# Snowwolf by Isk Coming End of April



## Gizmo (16/4/15)

Size：100*52*25mm

Input voltage：6.0-8.4V

Output voltage：0.6V-7V

Output wattage：5W-200W

Temperature range：100℃-300℃

Atomizer resistance：0.04Ω-2.5Ω

Heating coil material：common coil and pure nickel coil

Quiescent current：less than 200uA

Maximum current：35A


Feature: It is a temperature control box mod, adjust Kanthal wire temperature when vaping

Reactions: Like 4 | Winner 1


----------



## BhavZ (16/4/15)

"you should be very lucky to see this box mod"

Reactions: Funny 2


----------



## BigAnt (16/4/15)

WoW a 200 "words" box mod

Reactions: Funny 1


----------



## Dirge (16/4/15)

Gizmo said:


> Size：100*52*25mm
> 
> Input voltage：6.0-8.4V
> 
> ...




Nice, ballpark pricing on these available?


----------



## Gizmo (16/4/15)

Around R1600-1700


----------



## Dirge (17/4/15)

Gizmo said:


> Around R1600-1700



Thanks, seems like good pricing for what it can do


----------



## andro (17/4/15)

Feature: It is a temperature control box mod, adjust Kanthal wire temperature when vaping[/QUOTE]
is this correct or a typo @Gizmo?


----------



## andro (17/4/15)

Does anybody know if was an error on the first post or this thing really does temperature control with kanthal? If it does can be really interesting .


----------



## BigAnt (27/4/15)

Here are Quotes from another forum

_"According to a vendor selling the SnowWolf, it's being manufactured by Greenleaf (aka P4Y/Sigelei), but they're keeping mum about it...I guess it makes sense, given Asmodus are handling the distribution. But, why keep it secret? Why not brand it under the Sigelei name, which has a huge following...Somewhat disconcerting."
_
Reply

_"Test running the new chip to the gullible/impatient masses under a different guise to ensure it works & doesn't go up in smoke. Sigelei/P4Y don't want to tarnish their somewhat respectable brand ala Cloupor. Once they know its stable they'll release it under their name."_

@Gizmo do you have an ETA on these? Cant wait to get the testing started


----------



## BigAnt (1/5/15)

@Gizmo do you have a ETA the end of April has passed


----------



## Stroodlepuff (1/5/15)

BigAnt said:


> @Gizmo do you have a ETA the end of April has passed


I think they arrived at Customs today I have an email from DHL which I only saw this evening. @Gizmo can confirm if it's these though

Reactions: Thanks 1


----------



## BigAnt (1/5/15)

Stroodlepuff said:


> I think they arrived at Customs today I have an email from DHL which I only saw this evening. @Gizmo can confirm if it's these though


Thank you..... holding thumbs


----------



## Stroodlepuff (1/5/15)

Ok just checked it's not these unfortunately  will let you know soon as they here


----------



## Ashley A (1/5/15)

Might as well get it now under this name as the price will rocket once the Sigelei name goes on


----------



## andro (2/5/15)

@Gizmo , @Stroodlepuff im interested on this and i asked it before ( but nobody replied ), is the kanthal adjusting temperature a typo or is what this box is capable off?


----------



## BigAnt (2/5/15)

andro said:


> @Gizmo , @Stroodlepuff im interested on this and i asked it before ( but nobody replied ), is the kanthal adjusting temperature a typo or is what this box is capable off?
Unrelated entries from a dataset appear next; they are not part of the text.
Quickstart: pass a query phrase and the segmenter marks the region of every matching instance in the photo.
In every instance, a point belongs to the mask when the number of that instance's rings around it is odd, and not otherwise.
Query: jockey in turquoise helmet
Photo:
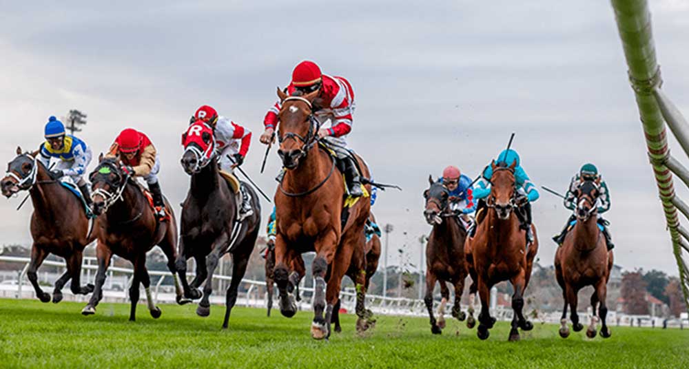
[[[523,203],[520,205],[518,211],[515,212],[517,218],[520,220],[520,226],[526,231],[527,242],[533,242],[533,235],[531,232],[531,202],[538,200],[540,195],[536,186],[531,182],[526,172],[522,167],[521,160],[517,151],[510,149],[503,150],[497,158],[495,159],[495,164],[503,163],[506,165],[511,165],[513,162],[516,163],[515,167],[515,182],[517,186],[517,203]],[[483,171],[483,176],[477,183],[473,190],[473,197],[478,200],[476,213],[479,214],[481,210],[486,207],[485,198],[491,193],[490,180],[493,176],[493,168],[489,165]],[[477,221],[480,221],[483,217],[477,216]],[[471,235],[475,231],[477,226],[472,229]]]
[[[79,187],[87,206],[91,207],[91,196],[88,183],[83,179],[86,167],[91,162],[91,148],[81,140],[66,134],[65,125],[54,116],[48,118],[45,129],[45,142],[41,144],[38,160],[46,168],[50,167],[50,158],[58,159],[51,176],[55,179],[70,177]]]
[[[564,207],[573,211],[577,208],[577,190],[579,187],[585,180],[600,180],[600,184],[599,184],[600,196],[598,198],[598,224],[600,225],[601,228],[603,229],[603,235],[605,237],[606,244],[608,246],[608,250],[612,250],[615,247],[615,244],[613,243],[613,238],[610,234],[610,229],[608,229],[608,226],[610,223],[603,218],[602,214],[606,211],[610,210],[610,191],[608,190],[608,184],[603,180],[602,177],[598,173],[598,168],[596,167],[592,163],[586,163],[582,166],[582,169],[579,170],[579,173],[575,174],[572,177],[572,180],[570,181],[569,187],[567,189],[567,193],[564,196]],[[555,241],[558,245],[562,245],[562,242],[564,242],[564,238],[567,235],[567,232],[569,231],[569,226],[573,224],[574,222],[577,220],[576,215],[572,214],[570,215],[569,219],[567,220],[567,223],[564,225],[564,228],[562,229],[562,232],[559,234],[555,235],[553,237],[553,240]]]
@andro I am almost 100% that it is a typo. 
Temp control will only work with nickel. 
You know the Chinese "translation" might be referring to prevention of dry hit even with kanthal.


----------



## andro (2/5/15)

BigAnt said:


> @andro I am almost 100% that it is a typo.
> Temp control will only work with nickel.
> You know the Chinese "translation" might be referring to prevention of dry hit even with kanthal.


Thanks . I thougth so myself . I just dont understand why been ignored by the vendor as i ve been a customer since 2 years ago... And im interested in this mod .


----------



## Gizmo (2/5/15)

Sorry Andro, I only saw this now. Anyway, as far as I know it has kanthal control as well. I will let you know as soon as they arrive should be next week sometime.

Reactions: Like 1


----------



## andro (2/5/15)

Gizmo said:


> Sorry Andro, I only saw this now. Anyway, as far as I know it has kanthal control as well. I will let you know as soon as they arrive should be next week sometime.


Thanks @Gizmo . It sound really interesting


----------



## Gizmo (2/5/15)

I agree   Super excited by this. It will also be more affordable then SX Mini

Reactions: Agree 1


----------



## andro (2/5/15)

The look as well.


----------



## BigAnt (7/5/15)

@Gizmo @Stroodlepuff any update on this


----------



## Gizmo (11/5/15)

Delay on this item.. Looks like end of this month hopefully in time for VapeCon


----------



## Morne (16/5/15)

Any news on this? I'm keen to get one!!


----------



## Morne (20/5/15)

@Gizmo Any updates on this?


----------



## Gizmo (20/5/15)

Apparently my supplier is getting next week. We had constant delays on this .

Will update this thread as soon as I have certain information..

Reactions: Thanks 1


----------



## Morne (7/6/15)

@Gizmo 
Is this gonna come in?

Reactions: Like 1


----------



## WHITELABEL (7/6/15)

Yeah please any news man, got my cash ready and waiting!

Reactions: Like 1


----------



## Prian (22/6/15)

@Gizmo any new on when this monster will be available to us i am interested in one


----------



## WHITELABEL (22/6/15)

Prian said:


> @Gizmo any new on when this monster will be available to us i am interested in one


Over a month and no response. Don't think this is happening...

Reactions: Dislike 1


----------



## Prian (22/6/15)

noooooooooooooooooooo dnt say that @Gambit


----------



## Prian (22/6/15)

Guess no can keep us in the loop of this think i have to import my own


----------



## WHITELABEL (22/6/15)

Prian said:


> Guess no can keep us in the loop of this think i have to import my own


Agreed. It would be nice to know at least. @Gizmo @Stroodlepuff

Reactions: Winner 1


----------



## Stroodlepuff (22/6/15)

Still awaiting feedback from the supplier, they are still on pre-order from our side. As soon as we know anything further we will update here

Reactions: Like 1 | Thanks 2


----------



## whatalotigot (24/6/15)

Saw the review of this and it looks BLERRIE nice. Only issue for me is, 

over 150w it changes to a pulse fire.. Which is kinda bull!!! I would think to be safe with batteries at that power level.. Its basically a true 150w device.. 

Overall this might be my next buy. Looks sleek as hell.. Love it

Reactions: Agree 1


----------